Whole Grain Baguette with Nuts

by Editorial Staff

Summary

Prep Time 20 mins
Cook Time 20 mins
Total Time 1 hr 40 mins
Course Baking
Cuisine European
Servings (Default: 1)

Ingredients

  • 42 g fresh yeast
  • 350 ml water, lukewarm
  • 250 g wholemeal spelled flour
  • 250 g whole wheat flour
  • 2 teaspoons salt
  • 1 tablespoon olive oil or other oil
  • 75 g nuts or kernels, your choice
Whole Grain Baguette with Nuts
Whole Grain Baguette with Nuts

Instructions

  1. Crumble the yeast in a cup and cover with some of the lukewarm water. Set the yeast aside for at least 5 minutes.
  2. Put the flour, salt and oil in a mixing bowl. After the 5 minutes add the dissolved yeast and the remaining warm water to the flour and knead until a smooth and even dough is formed. If the dough sticks to the edge or looks runny, just add a spoonful of flour until it becomes a homogeneous dough. If it looks crumbly and / or doesn`t mix properly, just add a sip of water.
  3. When the dough is smooth, chop the nuts or kernels and knead briefly. Let the dough rise, covered, for 30-45 minutes. The volume should increase significantly.
  4. After the rising time, knead the dough again thoroughly and then divide it into 2 equal pieces.
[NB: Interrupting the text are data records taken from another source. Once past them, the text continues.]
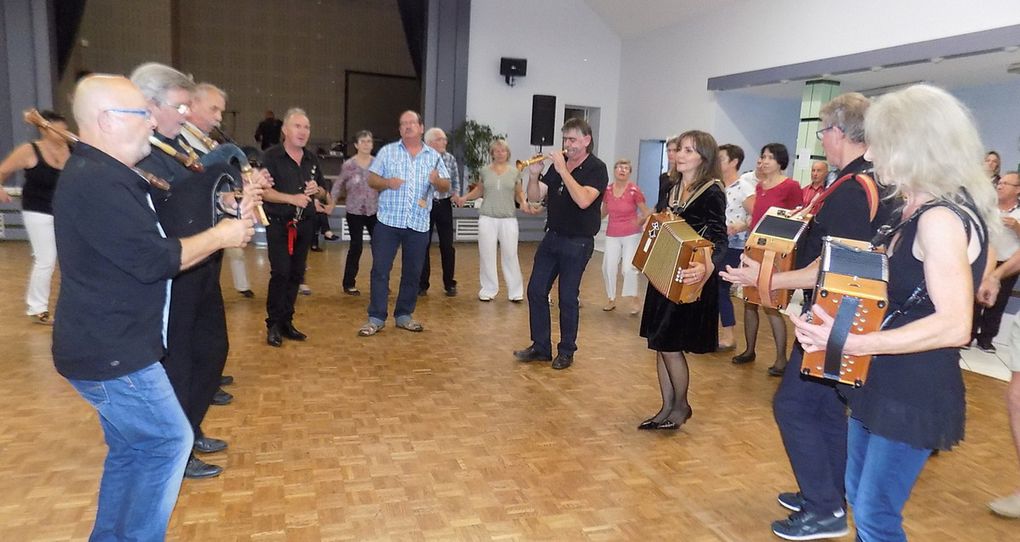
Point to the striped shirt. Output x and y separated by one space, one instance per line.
410 205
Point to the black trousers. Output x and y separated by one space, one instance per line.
986 319
287 272
356 224
196 339
442 223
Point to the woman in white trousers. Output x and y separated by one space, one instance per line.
42 160
624 204
500 188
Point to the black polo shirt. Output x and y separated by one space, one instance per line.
114 267
565 217
290 178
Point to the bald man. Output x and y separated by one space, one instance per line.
115 269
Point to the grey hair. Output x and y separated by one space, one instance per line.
431 134
923 140
293 111
154 80
209 88
847 112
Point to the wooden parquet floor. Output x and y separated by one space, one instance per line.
443 436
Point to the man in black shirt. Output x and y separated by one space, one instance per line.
115 267
267 133
298 178
576 183
811 412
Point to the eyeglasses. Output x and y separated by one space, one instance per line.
144 113
821 132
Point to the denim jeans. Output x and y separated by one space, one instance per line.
386 241
565 257
149 441
880 474
812 421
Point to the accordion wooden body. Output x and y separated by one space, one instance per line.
668 247
852 288
773 244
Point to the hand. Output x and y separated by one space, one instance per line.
746 275
236 233
987 291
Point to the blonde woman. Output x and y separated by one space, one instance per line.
500 188
924 144
624 204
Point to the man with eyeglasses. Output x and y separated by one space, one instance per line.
811 413
197 344
987 317
116 263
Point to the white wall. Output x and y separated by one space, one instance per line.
571 54
997 110
664 74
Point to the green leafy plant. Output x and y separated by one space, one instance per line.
471 142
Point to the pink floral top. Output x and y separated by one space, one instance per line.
622 210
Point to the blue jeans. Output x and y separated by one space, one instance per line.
880 474
726 315
812 420
149 441
565 257
386 241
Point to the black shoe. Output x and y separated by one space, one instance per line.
530 354
745 357
272 336
562 360
209 445
220 397
292 333
198 469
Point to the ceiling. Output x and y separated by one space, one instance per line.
629 19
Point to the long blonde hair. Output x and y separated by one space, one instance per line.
923 140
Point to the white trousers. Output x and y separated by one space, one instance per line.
44 257
617 257
236 256
505 233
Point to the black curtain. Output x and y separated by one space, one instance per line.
67 18
413 14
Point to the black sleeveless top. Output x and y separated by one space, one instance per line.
40 183
915 398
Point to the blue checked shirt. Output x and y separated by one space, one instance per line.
402 207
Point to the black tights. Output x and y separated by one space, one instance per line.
778 332
674 379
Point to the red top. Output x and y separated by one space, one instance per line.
786 194
622 210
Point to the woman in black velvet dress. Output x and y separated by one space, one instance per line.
673 329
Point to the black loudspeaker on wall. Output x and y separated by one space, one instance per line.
543 119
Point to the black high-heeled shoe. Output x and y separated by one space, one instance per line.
745 357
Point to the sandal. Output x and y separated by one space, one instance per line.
411 325
369 329
42 318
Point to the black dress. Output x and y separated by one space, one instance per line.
692 327
916 398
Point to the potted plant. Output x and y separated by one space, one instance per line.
471 142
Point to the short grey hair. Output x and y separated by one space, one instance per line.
432 133
208 88
293 111
155 80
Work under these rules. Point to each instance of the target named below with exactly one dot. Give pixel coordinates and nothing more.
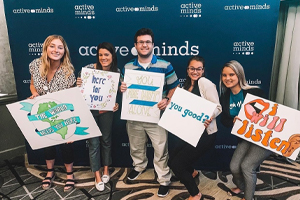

Shape the dough into 2 baguettes (almost as long as the baking sheet) and place on a baking sheet lined with baking paper and cover and let rise for another 15-20 minutes.
  5. Meanwhile preheat the oven to 220 ° C top / bottom heat.
  6. Bake the baguettes on the middle shelf for about 20 minutes.
  7. If the baguettes run while baking and spread out flat on the tray, this is because the dough was too wet.
  8. You can experiment with the types of flour you want. However, the amount of water changes a little depending on the grain.